Jingdong Technology's Redis cross-data center two-way synchronization optimization practice

1. Background

Based on business development and strategic deployment, the company needs to implement unitized deployment in multiple data centers. On the one hand, it can achieve disaster recovery in multiple data centers, and on the other hand, it can increase the speed of user request access. If it is necessary to ensure disaster recovery of multiple data centers or realize users’ nearby access, each data center needs to have a consistent full amount of data. If the user’s nearby reading and writing is really realized, that is, real business remote multi-active is realized. Data synchronization is the basis of remote multi-active , which requires two-way synchronization of data between multiple data centers.

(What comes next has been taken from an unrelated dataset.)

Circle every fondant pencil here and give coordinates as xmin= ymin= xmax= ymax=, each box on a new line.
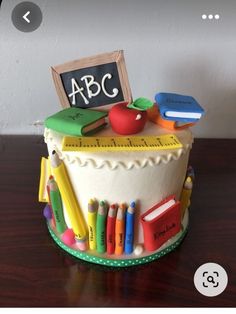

2. Problems encountered by native redis

1. Does not support dual-master synchronization

Native redis does not provide a master-master synchronization mechanism across computer rooms, and only supports master-slave synchronization; if only the master-slave data synchronization mechanism of redis is used, the master node and slave node can only be deployed in different computer rooms. When the computer room where the master node is located fails, the slave node can be upgraded to the master node, and the application can continue to provide external services. However, in this mode, if you want to write data, you can only write it through the master node, and the remote computer room cannot realize nearby writing, so you can’t achieve real multi-active in different places, only backup and disaster recovery. Moreover, when the computer room fails over, manual intervention of operation and maintenance is required.

Therefore, in order to realize the master-master synchronization mechanism, a synchronization tool is required to simulate the slave node mode to synchronize the data in the local computer room to other computer rooms, and the same is true for other computer rooms. At the same time, using synchronization tools to synchronize data across data centers will encounter the following problems.

data loopback

The data loopback means that the data written in the nearby computer room of A is synchronized to the computer room of B through the synchronization tool, and then synchronized back to the computer room of A through the synchronization tool of computer room B. Therefore, during the synchronization process, it is necessary to identify the data written locally or the data synchronized from other data centers. Only the data written locally needs to be synchronized to other data centers.

idempotence

The commands in the synchronization process may be repeatedly synchronized due to reasons such as breakpoint resumes. In this case, it is necessary to ensure that the same command is executed multiple times to ensure idempotence.

multiple write conflicts

Take the double write conflict as an example, as shown in the following figure:

Remote multi-active double-write conflict

DC1 writes set a 1, and DC2 writes at the same time set a 2. When these two commands are synchronized to the other computer room through the synchronization tool, the final a saved in DC1 is 2, and the a saved in DC2 is 1. That is to say, the final data of the two computer rooms is inconsistent. .

2. Breakpoint resume

For scenarios such as instantaneous disconnection and reconnection, slave node restart, etc., in order to improve the master-slave synchronization efficiency in this scenario, redis adds a ring copy buffer to the master node. When the master node writes data to the slave node, it also copies the buffer A piece of data is also written in the zone. When the slave node disconnects and reconnects, it only needs to send the incremental data added during the disconnection period to the slave node through the copy buffer, which avoids full synchronization and improves these Synchronization efficiency in the scene.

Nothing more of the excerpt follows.